Philippe Genty (* 1938 ) is a French puppeteer and stage illusionist .

Life

Genty was born in 1938 and had a difficult childhood and school years. Before he took up puppetry, he studied applied arts for a year at a design school in Paris. In 1961 he won a scholarship advertised by Publicis and went on a trip around the world the following year with his friend Yves Brugnier in a Citroën 2CV ("duck") to present his first puppet piece for children called Alexander's Expedition . In total, he traveled four continents, forty-seven countries and nine deserts for four years. He then made a film about puppet theaters from all over the world as part of the UNESCO project Orient - Occident . In order to be able to realize his own performances completely independently, the dramaturge founded the Compagnie de Philippe Genty in 1968 , whose founding members included the choreographer and his future wife Mary Underwood . Theater and television appearances followed in the years to come, and the first world tours in the late 1970s. In 1980, together with Mary Underwood, he developed Rond com un cube (round like a cube), the first of all forthcoming productions, which from then on made use of an enigmatic and soon typical visual dream vocabulary for Genty.

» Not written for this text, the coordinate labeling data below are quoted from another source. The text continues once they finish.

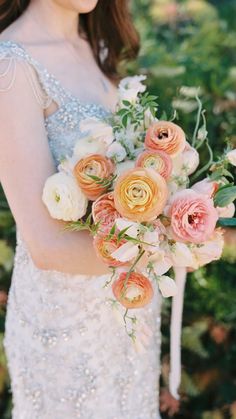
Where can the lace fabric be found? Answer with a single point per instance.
(68, 355)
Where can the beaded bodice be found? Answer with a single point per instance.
(62, 126)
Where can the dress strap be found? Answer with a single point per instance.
(45, 87)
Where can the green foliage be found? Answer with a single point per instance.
(188, 48)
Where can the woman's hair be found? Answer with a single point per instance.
(108, 28)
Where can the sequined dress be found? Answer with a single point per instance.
(68, 356)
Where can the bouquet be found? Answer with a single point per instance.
(136, 183)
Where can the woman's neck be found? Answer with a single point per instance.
(59, 22)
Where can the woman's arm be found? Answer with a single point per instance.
(25, 164)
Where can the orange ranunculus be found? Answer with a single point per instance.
(105, 246)
(165, 136)
(134, 292)
(140, 194)
(104, 211)
(156, 160)
(93, 165)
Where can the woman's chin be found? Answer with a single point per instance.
(83, 6)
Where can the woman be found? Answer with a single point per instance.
(67, 355)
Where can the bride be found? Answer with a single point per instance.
(68, 356)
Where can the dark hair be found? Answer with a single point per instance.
(109, 27)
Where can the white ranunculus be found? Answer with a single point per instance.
(116, 151)
(231, 156)
(167, 286)
(134, 228)
(130, 87)
(181, 255)
(126, 252)
(86, 146)
(97, 129)
(226, 212)
(122, 167)
(161, 263)
(63, 197)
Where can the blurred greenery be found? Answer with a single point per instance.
(185, 45)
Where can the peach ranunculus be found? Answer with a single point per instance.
(156, 160)
(104, 211)
(133, 292)
(93, 165)
(140, 194)
(193, 216)
(105, 246)
(165, 136)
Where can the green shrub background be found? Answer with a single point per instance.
(185, 45)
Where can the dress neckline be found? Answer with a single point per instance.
(67, 92)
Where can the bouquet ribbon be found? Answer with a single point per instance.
(175, 333)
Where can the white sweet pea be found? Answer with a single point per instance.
(63, 197)
(208, 251)
(97, 129)
(161, 263)
(190, 159)
(151, 237)
(122, 167)
(181, 255)
(133, 228)
(167, 286)
(206, 187)
(86, 146)
(187, 162)
(116, 151)
(130, 87)
(231, 156)
(126, 252)
(226, 212)
(149, 119)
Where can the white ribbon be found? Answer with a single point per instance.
(175, 333)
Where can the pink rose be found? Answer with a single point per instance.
(206, 187)
(193, 216)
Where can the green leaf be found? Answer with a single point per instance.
(225, 195)
(227, 222)
(122, 112)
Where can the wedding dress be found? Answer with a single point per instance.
(68, 356)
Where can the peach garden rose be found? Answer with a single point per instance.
(105, 246)
(140, 194)
(165, 136)
(193, 216)
(93, 165)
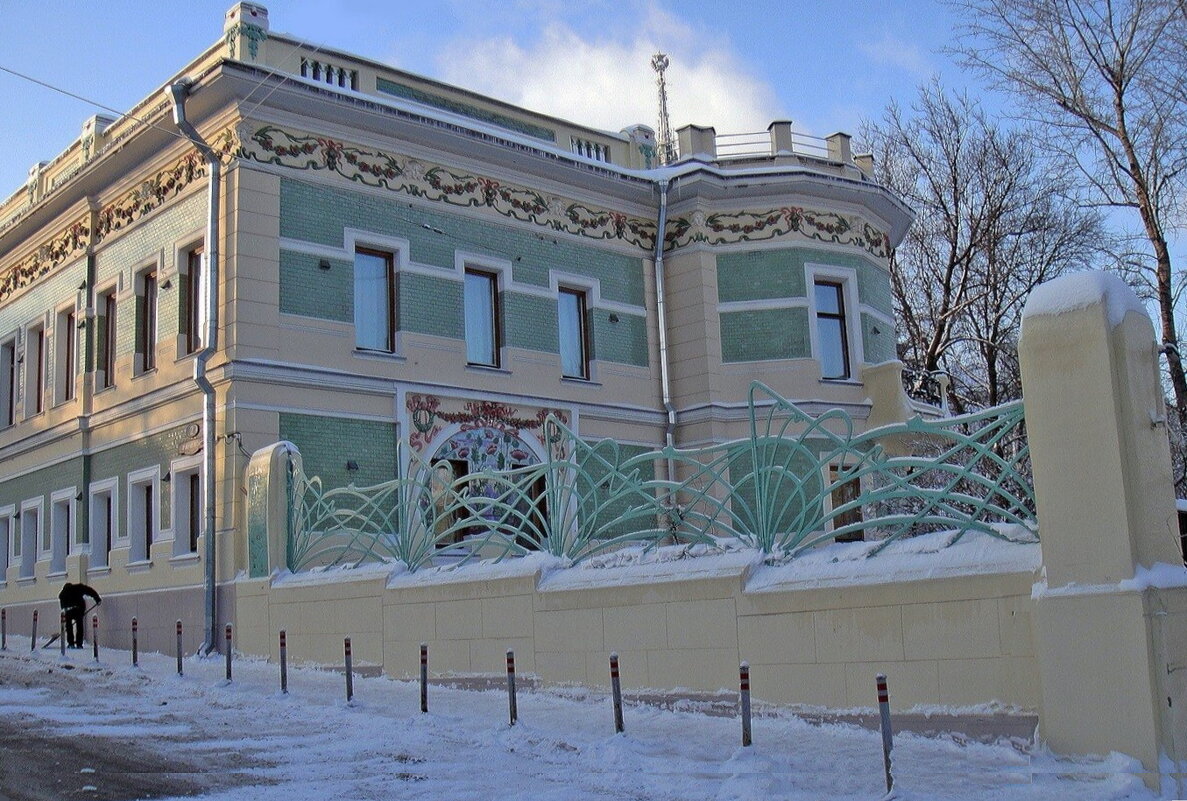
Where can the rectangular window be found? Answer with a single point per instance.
(102, 522)
(65, 338)
(482, 313)
(30, 532)
(143, 513)
(191, 318)
(375, 300)
(106, 341)
(575, 361)
(35, 370)
(61, 531)
(146, 322)
(831, 334)
(8, 380)
(194, 495)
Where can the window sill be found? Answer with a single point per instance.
(488, 368)
(380, 355)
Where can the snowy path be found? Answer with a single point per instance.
(310, 745)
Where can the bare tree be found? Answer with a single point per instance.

For 40 years, the “Compagnie de Philippe Genty” has been touring the world with its elaborate productions and, in some years of development work, has repeatedly created outstanding things in the field of visual, non-verbal theater. Its members are recruited from workshops that are held around the world. They not only have to have the ability to be actors, singers, dancers and puppeteers at the same time, but also to prove themselves in perfect interaction with the characters and the technology. Genty's highly dynamic and psychoanalytically motivated imagination theater conveys its associative content with the help of stylistic elements such as spoken theater , modern dance , acrobatics , illusion , black theater and music . A "poetic picture kaleidoscope" unfolds for the viewer with constantly changing perspectives and proportions, the apparent negation of all natural laws and the dreamlike play with the reality of doll and person.